After these brief considerations, it is not surprising that the ragas are not notated. There is no notation system for Dhrupad. A raga is actually just a scale of tones that serves as the basis for a practice. There are morning, noon and evening ragas and of course early morning and late evening and sunrise ragas, monsoon ragas and festival ragas etc. The tradition of Dhrupad, the original form of classical Indian music, which is over 3000 years old, has perceived much over the millennia. Who hears while listening? What is Dhrupad? It becomes clear that this is where things get philosophical very quickly.
Dhrupad is a living tradition, passed down from teacher to student. A very central element of dhrupad is the exploration of tones, intermediate tones, and the path from one tone to the next.

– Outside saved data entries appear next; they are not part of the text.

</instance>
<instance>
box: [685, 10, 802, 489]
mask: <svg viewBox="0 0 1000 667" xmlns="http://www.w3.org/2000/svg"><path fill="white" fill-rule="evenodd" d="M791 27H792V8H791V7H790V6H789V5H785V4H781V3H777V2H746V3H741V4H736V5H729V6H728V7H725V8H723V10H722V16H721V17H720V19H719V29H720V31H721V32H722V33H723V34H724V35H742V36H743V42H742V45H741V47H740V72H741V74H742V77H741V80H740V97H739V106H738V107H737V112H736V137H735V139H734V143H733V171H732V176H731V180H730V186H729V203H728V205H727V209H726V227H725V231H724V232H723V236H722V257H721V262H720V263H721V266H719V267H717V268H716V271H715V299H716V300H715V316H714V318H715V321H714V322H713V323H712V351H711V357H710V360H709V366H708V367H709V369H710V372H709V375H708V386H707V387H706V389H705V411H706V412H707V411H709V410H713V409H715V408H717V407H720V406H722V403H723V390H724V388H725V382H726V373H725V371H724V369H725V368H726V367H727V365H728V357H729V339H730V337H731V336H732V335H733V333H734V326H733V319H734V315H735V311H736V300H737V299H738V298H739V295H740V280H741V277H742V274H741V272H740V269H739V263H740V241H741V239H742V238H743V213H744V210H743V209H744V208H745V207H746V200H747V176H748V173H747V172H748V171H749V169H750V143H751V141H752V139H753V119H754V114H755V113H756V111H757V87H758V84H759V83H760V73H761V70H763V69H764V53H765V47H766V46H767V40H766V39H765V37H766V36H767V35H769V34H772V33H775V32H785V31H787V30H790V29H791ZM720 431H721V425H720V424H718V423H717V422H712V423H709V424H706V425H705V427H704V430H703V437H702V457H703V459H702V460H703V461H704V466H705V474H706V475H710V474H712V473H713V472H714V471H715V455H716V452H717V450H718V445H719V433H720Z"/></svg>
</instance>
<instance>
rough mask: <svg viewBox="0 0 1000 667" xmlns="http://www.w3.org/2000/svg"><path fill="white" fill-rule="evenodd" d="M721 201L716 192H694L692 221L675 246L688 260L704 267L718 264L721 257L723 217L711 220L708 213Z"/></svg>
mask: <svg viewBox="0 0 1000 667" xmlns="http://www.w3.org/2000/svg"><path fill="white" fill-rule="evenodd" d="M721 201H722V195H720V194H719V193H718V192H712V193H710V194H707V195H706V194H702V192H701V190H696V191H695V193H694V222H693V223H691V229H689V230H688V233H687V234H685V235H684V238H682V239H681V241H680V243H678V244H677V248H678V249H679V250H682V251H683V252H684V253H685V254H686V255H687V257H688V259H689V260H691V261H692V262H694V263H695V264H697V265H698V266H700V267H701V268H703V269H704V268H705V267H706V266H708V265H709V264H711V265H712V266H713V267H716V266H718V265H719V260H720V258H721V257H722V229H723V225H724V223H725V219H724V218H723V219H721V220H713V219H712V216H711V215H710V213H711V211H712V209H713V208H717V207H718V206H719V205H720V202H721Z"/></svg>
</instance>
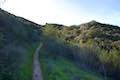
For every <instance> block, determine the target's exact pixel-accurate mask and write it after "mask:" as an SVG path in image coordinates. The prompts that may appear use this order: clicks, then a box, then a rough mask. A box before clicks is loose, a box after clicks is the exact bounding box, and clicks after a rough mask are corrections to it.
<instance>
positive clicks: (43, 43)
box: [0, 9, 120, 80]
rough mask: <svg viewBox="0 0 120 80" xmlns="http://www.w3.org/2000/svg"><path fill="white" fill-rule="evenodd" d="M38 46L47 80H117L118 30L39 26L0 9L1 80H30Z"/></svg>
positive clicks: (110, 27)
mask: <svg viewBox="0 0 120 80" xmlns="http://www.w3.org/2000/svg"><path fill="white" fill-rule="evenodd" d="M39 43H41V44H42V48H41V50H40V56H39V57H40V62H41V64H42V65H41V66H42V69H43V77H45V79H46V80H48V79H49V80H53V79H55V80H57V79H62V80H68V79H71V80H81V79H82V80H90V79H91V80H106V79H108V80H110V79H112V78H113V80H119V79H120V77H119V75H120V46H119V45H120V28H119V27H118V26H113V25H109V24H102V23H99V22H96V21H91V22H88V23H85V24H81V25H73V26H64V25H59V24H48V23H47V24H46V25H43V26H41V25H38V24H36V23H34V22H31V21H28V20H26V19H24V18H21V17H17V16H15V15H12V14H10V13H8V12H6V11H3V10H1V9H0V80H31V79H32V59H33V54H34V52H35V50H36V48H37V46H38V45H39ZM62 65H63V66H62ZM67 66H70V67H67ZM83 74H84V75H83ZM65 75H66V76H65Z"/></svg>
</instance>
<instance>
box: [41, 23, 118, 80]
mask: <svg viewBox="0 0 120 80" xmlns="http://www.w3.org/2000/svg"><path fill="white" fill-rule="evenodd" d="M43 34H44V35H46V36H47V37H50V38H53V39H55V40H58V41H60V42H63V43H64V44H67V45H69V46H72V49H73V52H72V54H73V56H72V57H73V58H71V59H72V60H74V63H77V65H80V66H81V65H82V66H83V67H87V68H89V70H92V71H95V72H97V73H100V74H102V75H104V76H105V75H106V76H109V77H113V78H114V79H115V80H119V79H120V77H119V75H120V46H119V44H120V27H118V26H114V25H109V24H102V23H99V22H96V21H91V22H88V23H84V24H81V25H73V26H64V25H62V26H59V25H54V24H46V25H44V27H43ZM68 53H69V52H68ZM63 54H66V52H63ZM76 56H77V57H76ZM101 69H102V70H101Z"/></svg>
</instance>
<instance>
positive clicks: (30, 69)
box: [18, 44, 38, 80]
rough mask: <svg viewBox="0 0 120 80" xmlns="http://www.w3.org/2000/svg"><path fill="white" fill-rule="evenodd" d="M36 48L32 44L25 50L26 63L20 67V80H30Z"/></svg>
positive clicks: (31, 75) (31, 77)
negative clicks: (32, 62)
mask: <svg viewBox="0 0 120 80" xmlns="http://www.w3.org/2000/svg"><path fill="white" fill-rule="evenodd" d="M37 47H38V45H37V44H32V45H30V46H29V47H28V49H27V55H26V62H25V63H24V65H22V67H21V69H20V70H19V73H18V74H19V75H20V78H22V80H31V79H32V61H33V55H34V53H35V50H36V48H37Z"/></svg>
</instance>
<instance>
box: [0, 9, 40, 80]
mask: <svg viewBox="0 0 120 80" xmlns="http://www.w3.org/2000/svg"><path fill="white" fill-rule="evenodd" d="M23 20H24V19H23ZM23 20H22V18H19V17H17V16H15V15H12V14H10V13H8V12H6V11H3V10H1V9H0V80H21V79H20V77H21V76H22V80H30V79H31V77H32V65H31V64H32V54H33V52H34V49H35V47H36V44H37V42H38V41H39V34H40V28H39V26H38V25H36V24H35V23H31V22H30V21H28V20H25V21H23ZM38 31H39V32H38ZM29 66H31V67H29ZM28 67H29V68H28ZM28 71H29V72H28Z"/></svg>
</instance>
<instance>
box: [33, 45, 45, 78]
mask: <svg viewBox="0 0 120 80" xmlns="http://www.w3.org/2000/svg"><path fill="white" fill-rule="evenodd" d="M40 48H41V45H39V47H38V48H37V49H36V51H35V54H34V57H33V78H32V80H43V77H42V73H41V68H40V62H39V51H40Z"/></svg>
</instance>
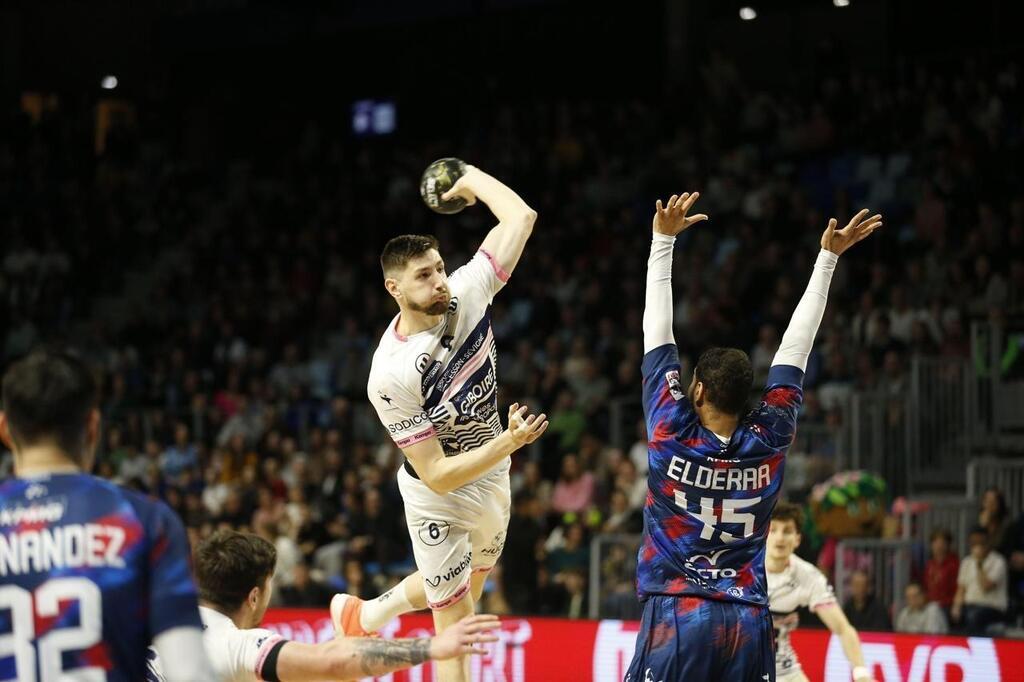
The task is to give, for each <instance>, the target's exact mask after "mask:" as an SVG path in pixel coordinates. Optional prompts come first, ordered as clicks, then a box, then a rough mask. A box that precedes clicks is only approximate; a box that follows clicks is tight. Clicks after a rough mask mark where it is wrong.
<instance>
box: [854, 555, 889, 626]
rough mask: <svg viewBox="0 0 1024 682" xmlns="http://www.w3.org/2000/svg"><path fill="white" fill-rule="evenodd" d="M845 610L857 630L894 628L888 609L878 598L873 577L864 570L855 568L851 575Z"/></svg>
mask: <svg viewBox="0 0 1024 682" xmlns="http://www.w3.org/2000/svg"><path fill="white" fill-rule="evenodd" d="M843 611H844V612H845V613H846V617H847V620H848V621H849V622H850V625H852V626H853V627H854V628H856V629H857V630H860V631H874V632H886V631H889V630H891V629H892V628H891V626H890V623H889V613H888V610H887V608H886V606H885V605H884V604H882V602H880V601H879V600H878V598H876V596H874V590H873V588H872V586H871V579H870V577H869V576H868V574H867V573H866V572H864V571H863V570H855V571H853V573H852V574H851V576H850V598H849V599H847V600H846V603H845V604H843Z"/></svg>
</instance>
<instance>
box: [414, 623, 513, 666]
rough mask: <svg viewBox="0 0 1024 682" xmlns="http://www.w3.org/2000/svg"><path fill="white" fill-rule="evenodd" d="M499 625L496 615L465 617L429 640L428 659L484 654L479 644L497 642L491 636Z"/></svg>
mask: <svg viewBox="0 0 1024 682" xmlns="http://www.w3.org/2000/svg"><path fill="white" fill-rule="evenodd" d="M500 625H501V623H499V621H498V616H497V615H467V616H466V617H464V619H463V620H461V621H459V622H458V623H456V624H455V625H454V626H452V627H450V628H449V629H447V630H445V631H444V632H442V633H441V634H439V635H437V636H435V637H434V638H433V639H431V640H430V657H431V658H433V659H434V660H446V659H447V658H455V657H456V656H463V655H467V654H471V653H480V654H484V653H486V652H487V650H486V649H484V648H483V647H481V646H480V644H486V643H489V642H497V641H498V636H497V635H495V634H493V633H494V631H495V630H496V629H497V628H498V627H499V626H500Z"/></svg>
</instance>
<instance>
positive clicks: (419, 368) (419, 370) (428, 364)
mask: <svg viewBox="0 0 1024 682" xmlns="http://www.w3.org/2000/svg"><path fill="white" fill-rule="evenodd" d="M428 365H430V354H429V353H420V354H419V355H417V356H416V371H417V372H419V373H420V374H423V373H424V372H425V371H426V369H427V366H428Z"/></svg>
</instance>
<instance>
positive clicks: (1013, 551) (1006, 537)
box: [998, 514, 1024, 615]
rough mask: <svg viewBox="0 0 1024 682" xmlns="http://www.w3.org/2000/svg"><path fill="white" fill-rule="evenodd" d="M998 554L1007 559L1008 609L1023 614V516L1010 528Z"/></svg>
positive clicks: (1000, 548)
mask: <svg viewBox="0 0 1024 682" xmlns="http://www.w3.org/2000/svg"><path fill="white" fill-rule="evenodd" d="M998 551H999V554H1001V555H1002V556H1005V557H1006V558H1007V563H1008V564H1009V565H1008V569H1009V576H1008V590H1009V593H1010V607H1011V610H1012V612H1013V613H1014V614H1018V615H1019V614H1021V613H1024V514H1021V515H1020V516H1018V517H1017V521H1016V522H1015V523H1014V524H1013V525H1012V526H1010V529H1009V530H1008V532H1007V535H1006V541H1005V542H1004V544H1002V547H1000V548H998Z"/></svg>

For example, when a Monsoon Rags Rag Megh forms a scale of 6 tones: Sa, Re, Ma, Pa, Ni, Sa so this is the basic framework. Between the tones there are countless phrasings. And the tones themselves can of course be repeated or the scale structured e.g. Sa, Sa, Re, Re, Ma, Ma…. Or Sa, Re, Sa Re, Re, Ma, Re, Ma… or Re, Sa, Re, Sa, Ma, Re, Ma, Re… And instead of Sa, Re, Ma, Pa, Sa, syllables can be used that are derived from the Bījamantra, for example. So it quickly becomes very complex. Learning dhrupad is learning these myriad techniques. So a performance of a raga – I hesitate to say performance, because of course we’re not talking about a concert form, we’re talking about Nada Yoga – a performance is a very structured meditation that is only decidedly superficially like a jazz improvisation. No two ragas are the same.

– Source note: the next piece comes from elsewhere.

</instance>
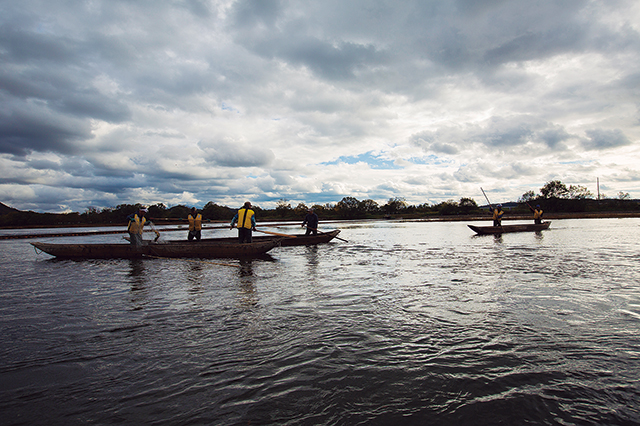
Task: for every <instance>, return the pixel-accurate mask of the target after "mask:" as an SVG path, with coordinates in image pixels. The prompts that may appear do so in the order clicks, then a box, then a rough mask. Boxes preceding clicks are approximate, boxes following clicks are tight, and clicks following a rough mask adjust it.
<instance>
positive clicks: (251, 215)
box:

Now, when you open yourself to the world of dhrupad, it’s about a very different kind of listening. There are no right or wrong sounds. To produce a sound is to bring it forth. Where does it come from? In singing, it starts with the breath, the body, the sitting posture, a calm mind. Our voice is not a technical device. The process of making a sound is the vibration of the vocal cords. Finding the ‘right’ tone is a search on those vocal cords. Professionals are so fast and precise that a listener does not hear this. But that is exactly what Dhrupad is about. How do I create a sound, do I steer towards it from below still above or from above down? Do I circle it or do I hold it, do I give emphasis, do I draw it in or do I project in. So before I produce the first sound, I am actually already around mystery of the world. It’s always about vibration – OM. Now that the first vibration is there, how do I go on? How do I get to the next sound? What is sound? So this is not so much about the concept of music. It is Nada Yoga.